叛徒在火星的日子: Least Squares Approximation 最小平方近似

我的技術顧問服務，是提供各種應用於通信系統、控制系統等方面的混合模式積體電路設計(mixed mode IC design)所需的信號處理演算法，與數位積體電路架構設計的技術指導。其中一部分工作，和線性代數理論與演算法相關。

最近，不同的客戶們的幾個的問題，雖然以各種不同的形式展現，但它們其實都是least square approximation的問題。高斯在二百多年前就知道它的解法。因此我把它寫在底下，給大家做為參考。

一個 over-determined system$\mathbf{U} \cdot \mathbf{a}= \mathbf{d}$的least squares (LS) approximation是
$$\hat{\mathbf{a}} = (\mathbf{U}^{T} \cdot \mathbf{U})^{-1}\mathbf{U}^T \cdot \mathbf{d}$$
例：10元硬幣重x克，5元硬幣重y克，以下四個等式是四組測量數據，請問10元硬幣和5元硬幣重量的『合理的』估計值分別是多少？
$$3x+2y=42$$ $$x+3y=24$$ $$4x+4y=60$$ $$5x+y=54$$ 例題中的量測數據，有四個等式，但只有兩個變數，並沒有一組解可以同時滿足四個等式。我們最多只能找出硬幣重量的估計值$x$與$y$，使得四個等式的誤差盡量小一點，無法讓它完全相等。

四個等式用矩陣寫成 $$ \begin{bmatrix} 3 & 2 \\ 1 & 3 \\ 4 & 4 \\ 5 & 1 \end{bmatrix} \begin{bmatrix} x \\ y \end{bmatrix} = \begin{bmatrix} 42 \\ 24 \\ 60 \\ 54 \end{bmatrix} $$ 或是一般的形式 $$\mathbf{U} \cdot \mathbf{a} = \mathbf{d}$$ $m \times n$的矩陣在$m > n$時，多數的情況之下，等式往往是無解的。此時只能找到$\mathbf{U} \cdot \mathbf{a}=\hat{\mathbf{d}} \approx \mathbf{d}$。我們能做的只有讓誤差$\mathbf{e}=\mathbf{d}-\hat{\mathbf{d}}$盡量小一點。

在各種可能的近似估計$\mathbf{U} \cdot \mathbf{a}=\hat{\mathbf{d}} \approx \mathbf{d}$當中，其中一個合理的估計方式，是找到『誤差的平方和』最小的那一組當做最佳近似（least squares approximation）。
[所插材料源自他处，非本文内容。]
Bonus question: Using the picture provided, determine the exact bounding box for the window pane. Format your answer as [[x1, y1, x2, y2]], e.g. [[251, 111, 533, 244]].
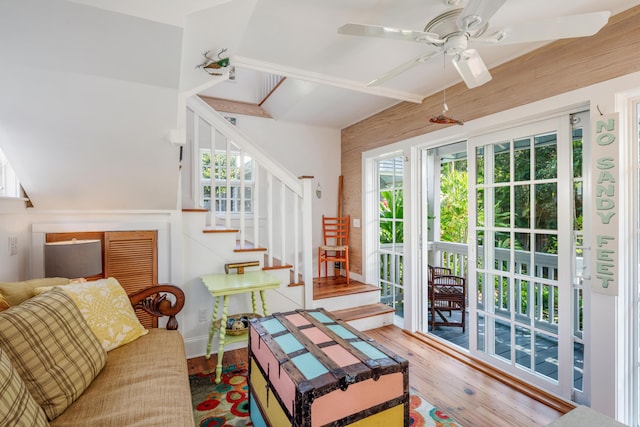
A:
[[535, 331, 559, 382], [515, 326, 532, 370], [572, 129, 583, 179], [494, 187, 510, 227], [494, 317, 511, 362], [514, 138, 531, 182], [574, 181, 583, 230], [534, 133, 557, 180], [514, 232, 531, 276], [535, 183, 557, 230], [476, 146, 484, 184], [514, 185, 530, 228], [494, 142, 511, 183], [477, 188, 484, 227]]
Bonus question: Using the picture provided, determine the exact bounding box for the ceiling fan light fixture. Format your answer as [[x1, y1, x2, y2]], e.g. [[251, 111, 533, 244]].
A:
[[452, 49, 492, 88]]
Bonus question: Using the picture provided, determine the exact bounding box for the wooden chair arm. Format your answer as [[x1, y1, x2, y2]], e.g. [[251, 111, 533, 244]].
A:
[[128, 285, 185, 331]]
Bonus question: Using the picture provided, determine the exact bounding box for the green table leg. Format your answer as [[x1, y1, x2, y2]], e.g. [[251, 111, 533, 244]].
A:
[[251, 291, 257, 314], [206, 296, 221, 359], [260, 289, 269, 316], [215, 295, 229, 384]]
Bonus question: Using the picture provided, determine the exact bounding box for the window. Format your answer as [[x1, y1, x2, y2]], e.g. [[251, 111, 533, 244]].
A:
[[0, 147, 21, 198], [377, 155, 404, 319], [200, 149, 254, 214]]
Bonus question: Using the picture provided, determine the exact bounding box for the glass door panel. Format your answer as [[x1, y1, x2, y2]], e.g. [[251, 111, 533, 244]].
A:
[[377, 156, 404, 319], [469, 115, 580, 399]]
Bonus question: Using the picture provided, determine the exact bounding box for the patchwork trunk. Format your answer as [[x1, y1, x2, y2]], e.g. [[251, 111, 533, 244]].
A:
[[248, 308, 409, 427]]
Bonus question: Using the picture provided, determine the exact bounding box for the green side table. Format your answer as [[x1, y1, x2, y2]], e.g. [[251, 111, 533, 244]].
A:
[[200, 270, 281, 383]]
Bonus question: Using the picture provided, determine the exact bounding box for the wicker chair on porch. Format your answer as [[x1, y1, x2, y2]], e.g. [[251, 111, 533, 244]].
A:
[[428, 265, 466, 332]]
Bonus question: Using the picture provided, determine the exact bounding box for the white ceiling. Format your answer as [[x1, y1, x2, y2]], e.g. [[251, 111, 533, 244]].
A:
[[201, 0, 639, 128], [63, 0, 640, 129], [1, 0, 638, 210]]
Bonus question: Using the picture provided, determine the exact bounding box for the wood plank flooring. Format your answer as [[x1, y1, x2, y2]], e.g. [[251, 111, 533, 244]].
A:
[[312, 275, 379, 299], [188, 324, 566, 426]]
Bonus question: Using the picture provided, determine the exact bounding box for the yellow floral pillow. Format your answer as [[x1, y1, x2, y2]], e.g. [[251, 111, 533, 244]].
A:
[[58, 278, 148, 351]]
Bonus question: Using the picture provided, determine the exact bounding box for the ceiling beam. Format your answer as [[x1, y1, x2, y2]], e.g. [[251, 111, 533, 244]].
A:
[[232, 55, 424, 104]]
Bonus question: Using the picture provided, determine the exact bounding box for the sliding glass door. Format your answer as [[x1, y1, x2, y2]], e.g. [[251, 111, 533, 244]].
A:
[[468, 113, 587, 400]]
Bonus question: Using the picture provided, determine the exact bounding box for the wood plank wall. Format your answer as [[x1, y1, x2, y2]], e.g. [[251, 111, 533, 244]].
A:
[[341, 6, 640, 276]]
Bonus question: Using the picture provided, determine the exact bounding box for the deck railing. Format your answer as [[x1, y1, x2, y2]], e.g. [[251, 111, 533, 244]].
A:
[[382, 240, 582, 336]]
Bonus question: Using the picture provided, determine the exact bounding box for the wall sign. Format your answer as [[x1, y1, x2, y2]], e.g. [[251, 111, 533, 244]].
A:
[[591, 112, 619, 296]]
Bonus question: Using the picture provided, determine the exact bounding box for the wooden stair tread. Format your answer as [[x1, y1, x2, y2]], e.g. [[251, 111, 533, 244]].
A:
[[313, 277, 379, 300], [182, 208, 208, 212], [331, 303, 395, 322], [203, 226, 239, 233], [234, 240, 267, 252]]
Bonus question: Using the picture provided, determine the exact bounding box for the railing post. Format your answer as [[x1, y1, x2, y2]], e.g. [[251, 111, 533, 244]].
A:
[[300, 176, 314, 309]]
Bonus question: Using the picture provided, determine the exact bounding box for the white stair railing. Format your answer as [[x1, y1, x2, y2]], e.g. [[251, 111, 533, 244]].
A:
[[187, 96, 313, 304]]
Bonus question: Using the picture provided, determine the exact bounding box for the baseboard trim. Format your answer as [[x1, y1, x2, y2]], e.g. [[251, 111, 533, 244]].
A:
[[408, 330, 576, 415]]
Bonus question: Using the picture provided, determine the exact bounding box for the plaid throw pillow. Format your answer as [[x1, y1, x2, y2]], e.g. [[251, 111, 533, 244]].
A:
[[0, 288, 107, 420], [0, 346, 49, 426]]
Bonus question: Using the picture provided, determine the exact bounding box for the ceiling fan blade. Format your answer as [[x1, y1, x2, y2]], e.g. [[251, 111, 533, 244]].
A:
[[452, 49, 492, 89], [367, 52, 441, 86], [458, 0, 506, 31], [338, 23, 442, 44], [481, 11, 611, 45]]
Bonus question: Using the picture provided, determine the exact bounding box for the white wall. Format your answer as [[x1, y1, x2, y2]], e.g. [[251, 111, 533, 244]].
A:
[[0, 0, 183, 211], [237, 115, 342, 257], [0, 199, 30, 281]]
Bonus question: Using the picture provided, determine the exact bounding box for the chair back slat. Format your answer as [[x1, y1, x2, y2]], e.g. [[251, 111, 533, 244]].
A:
[[428, 266, 466, 332], [322, 216, 349, 246]]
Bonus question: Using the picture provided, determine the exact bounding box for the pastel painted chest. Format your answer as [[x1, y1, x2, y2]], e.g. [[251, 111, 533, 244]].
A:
[[248, 309, 409, 427]]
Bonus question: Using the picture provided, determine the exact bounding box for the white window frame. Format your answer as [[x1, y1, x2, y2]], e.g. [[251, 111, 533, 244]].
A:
[[199, 148, 255, 215]]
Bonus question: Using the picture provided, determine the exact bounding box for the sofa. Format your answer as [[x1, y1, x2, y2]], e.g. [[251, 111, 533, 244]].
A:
[[0, 277, 194, 427]]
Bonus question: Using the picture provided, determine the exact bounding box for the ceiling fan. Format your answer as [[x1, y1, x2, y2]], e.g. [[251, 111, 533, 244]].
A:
[[338, 0, 610, 89]]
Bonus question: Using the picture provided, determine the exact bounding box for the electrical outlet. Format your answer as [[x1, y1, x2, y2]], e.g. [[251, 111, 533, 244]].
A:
[[198, 308, 208, 323], [8, 236, 17, 256]]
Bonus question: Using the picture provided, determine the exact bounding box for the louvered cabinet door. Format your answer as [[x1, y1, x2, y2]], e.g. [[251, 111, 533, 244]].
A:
[[104, 230, 158, 328]]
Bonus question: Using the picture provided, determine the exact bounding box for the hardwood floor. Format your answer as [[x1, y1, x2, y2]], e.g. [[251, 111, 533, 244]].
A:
[[188, 325, 566, 426]]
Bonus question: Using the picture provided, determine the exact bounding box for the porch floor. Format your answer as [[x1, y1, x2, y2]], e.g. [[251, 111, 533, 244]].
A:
[[428, 310, 584, 391]]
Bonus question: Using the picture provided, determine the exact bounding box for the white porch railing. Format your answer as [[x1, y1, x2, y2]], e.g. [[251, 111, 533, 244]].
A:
[[187, 96, 313, 306], [428, 241, 581, 336]]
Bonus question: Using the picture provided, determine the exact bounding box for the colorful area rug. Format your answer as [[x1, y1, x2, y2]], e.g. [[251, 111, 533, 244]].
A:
[[190, 363, 462, 427]]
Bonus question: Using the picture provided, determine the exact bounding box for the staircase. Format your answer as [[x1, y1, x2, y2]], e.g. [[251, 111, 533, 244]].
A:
[[181, 96, 393, 330]]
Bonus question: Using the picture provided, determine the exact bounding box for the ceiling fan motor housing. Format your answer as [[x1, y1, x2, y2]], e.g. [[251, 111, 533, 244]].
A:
[[444, 34, 469, 55]]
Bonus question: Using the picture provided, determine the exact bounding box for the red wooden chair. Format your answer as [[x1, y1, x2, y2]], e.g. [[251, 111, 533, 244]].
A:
[[318, 216, 350, 283]]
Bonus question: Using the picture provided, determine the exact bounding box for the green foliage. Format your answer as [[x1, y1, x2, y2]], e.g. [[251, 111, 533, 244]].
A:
[[379, 190, 403, 244], [439, 162, 468, 243]]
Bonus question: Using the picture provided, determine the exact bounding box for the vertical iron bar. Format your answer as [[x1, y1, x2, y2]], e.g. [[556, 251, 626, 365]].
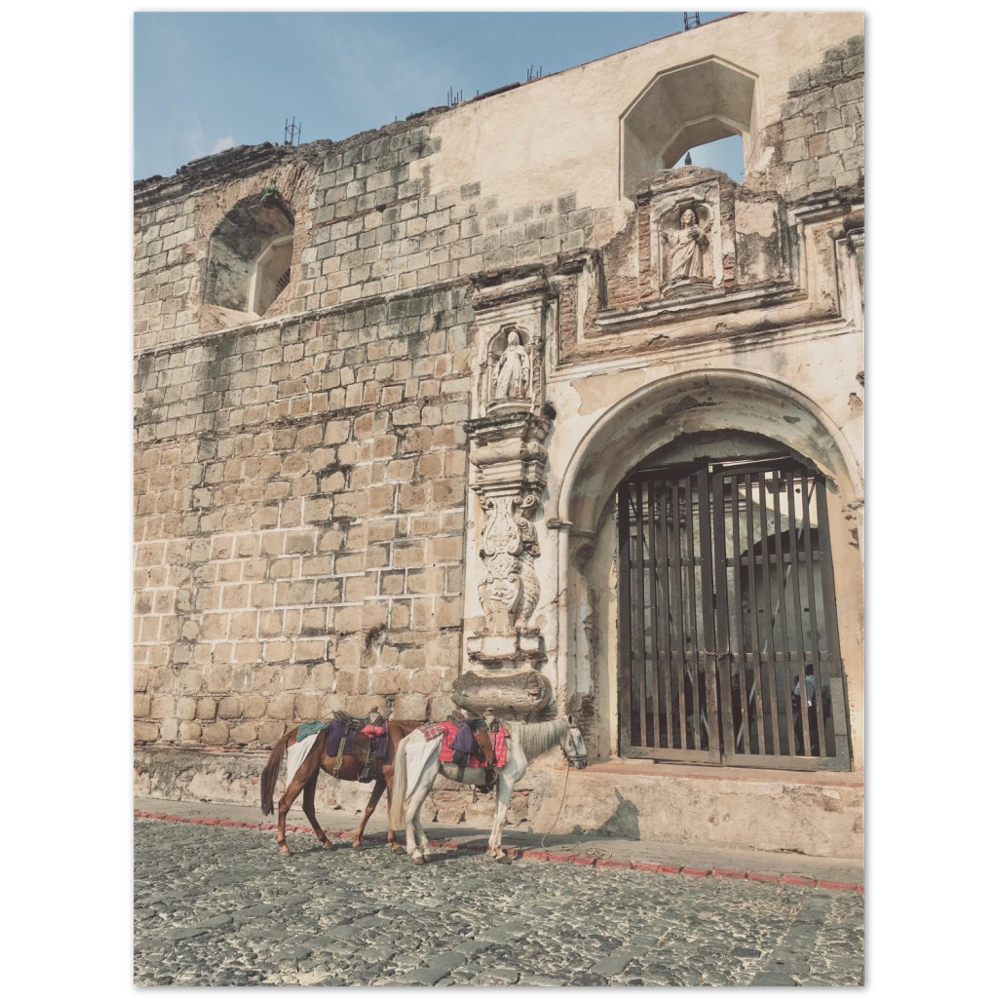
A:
[[743, 473, 767, 753], [697, 466, 718, 755], [815, 481, 848, 759], [671, 478, 687, 750], [785, 469, 811, 755], [770, 470, 795, 754], [646, 478, 662, 749], [712, 467, 735, 758], [800, 470, 828, 757], [730, 472, 752, 754], [660, 479, 676, 749], [633, 482, 649, 749], [757, 470, 781, 751], [617, 484, 634, 753], [684, 475, 702, 749]]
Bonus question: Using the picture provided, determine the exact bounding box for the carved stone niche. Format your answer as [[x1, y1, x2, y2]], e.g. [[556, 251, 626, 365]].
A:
[[635, 168, 732, 300], [484, 325, 539, 414], [470, 268, 548, 419], [656, 200, 715, 294]]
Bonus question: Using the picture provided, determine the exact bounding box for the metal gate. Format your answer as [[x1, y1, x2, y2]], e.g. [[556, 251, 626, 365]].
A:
[[617, 456, 851, 771]]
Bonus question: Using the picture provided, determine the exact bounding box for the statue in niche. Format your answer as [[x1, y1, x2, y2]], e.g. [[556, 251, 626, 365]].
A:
[[492, 330, 529, 401], [661, 206, 711, 290]]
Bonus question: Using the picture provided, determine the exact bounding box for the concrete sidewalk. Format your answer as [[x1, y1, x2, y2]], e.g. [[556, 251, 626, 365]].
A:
[[134, 797, 864, 892]]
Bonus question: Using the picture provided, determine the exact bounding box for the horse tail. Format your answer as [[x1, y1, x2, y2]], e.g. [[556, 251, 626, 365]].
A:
[[388, 731, 410, 832], [260, 728, 296, 816]]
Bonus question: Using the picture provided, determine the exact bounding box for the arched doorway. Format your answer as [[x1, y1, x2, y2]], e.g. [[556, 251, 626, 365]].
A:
[[616, 433, 850, 771], [557, 371, 862, 773]]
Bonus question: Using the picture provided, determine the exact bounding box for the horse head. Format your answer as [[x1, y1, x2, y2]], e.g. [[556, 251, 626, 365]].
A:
[[563, 716, 589, 769]]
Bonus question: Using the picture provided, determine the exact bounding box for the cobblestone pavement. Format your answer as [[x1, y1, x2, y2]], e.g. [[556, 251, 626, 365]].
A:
[[134, 818, 864, 986]]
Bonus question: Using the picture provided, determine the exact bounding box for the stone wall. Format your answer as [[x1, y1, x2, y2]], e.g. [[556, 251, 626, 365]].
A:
[[134, 284, 474, 746]]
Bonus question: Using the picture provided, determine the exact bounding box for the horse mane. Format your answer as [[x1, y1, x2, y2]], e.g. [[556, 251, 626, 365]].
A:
[[507, 718, 569, 761]]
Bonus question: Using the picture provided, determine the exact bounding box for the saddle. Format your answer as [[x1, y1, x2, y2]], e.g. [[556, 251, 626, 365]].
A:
[[325, 710, 387, 783], [446, 715, 502, 792]]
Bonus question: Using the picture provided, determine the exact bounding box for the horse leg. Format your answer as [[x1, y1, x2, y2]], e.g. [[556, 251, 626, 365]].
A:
[[275, 771, 309, 854], [301, 772, 334, 850], [352, 777, 386, 849], [487, 763, 523, 862], [385, 775, 405, 853], [404, 763, 435, 864]]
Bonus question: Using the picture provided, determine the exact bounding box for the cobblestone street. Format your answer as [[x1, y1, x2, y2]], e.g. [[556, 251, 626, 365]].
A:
[[134, 818, 864, 986]]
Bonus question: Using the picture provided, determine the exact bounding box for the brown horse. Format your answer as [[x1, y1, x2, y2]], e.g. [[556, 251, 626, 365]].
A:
[[260, 717, 423, 854]]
亦即

$min \ \|\mathbf{e}\|^2$
$s.t. \ \ \mathbf{e}=\mathbf{d}-\hat{\mathbf{d}} = \mathbf{d} -\mathbf{U}\cdot \mathbf{a}$

幾何的觀察：

$\mathbf{d}=\hat{\mathbf{d}}+\mathbf{e}$

要讓誤差向量的平方和$ \|\mathbf{e}\|^2$最小，則：

$\hat{\mathbf{d}}$是$\mathbf{d}$在$span(\mathbf{U})$上的投影，或者說，$\hat{\mathbf{d}}$是$\mathbf{d}$在子空間$span(\mathbf{U})$的分量。

$\mathbf{e}$是$\mathbf{d}$在$span(\mathbf{U})$投影為0的分量，也就是說，$\mathbf{e}$與子空間$span(\mathbf{U})$垂直，或者寫成$\mathbf{U}^T \cdot \mathbf{e} = 0 $，此時的$\|\mathbf{e}\|^2$最小。

任何其他的估計，只要誤差向量$\tilde{\mathbf{e}}$不是垂直於$span(\mathbf{U})$，則其平方和$\|\tilde{\mathbf{e}}\|^2$將等於上述$\|\mathbf{e}\|^2$再加上誤差向量$\tilde{\mathbf{e}}$在$span(\mathbf{U})$的分量的平方和，結果必然大於$\|{\mathbf{e}}\|^2$。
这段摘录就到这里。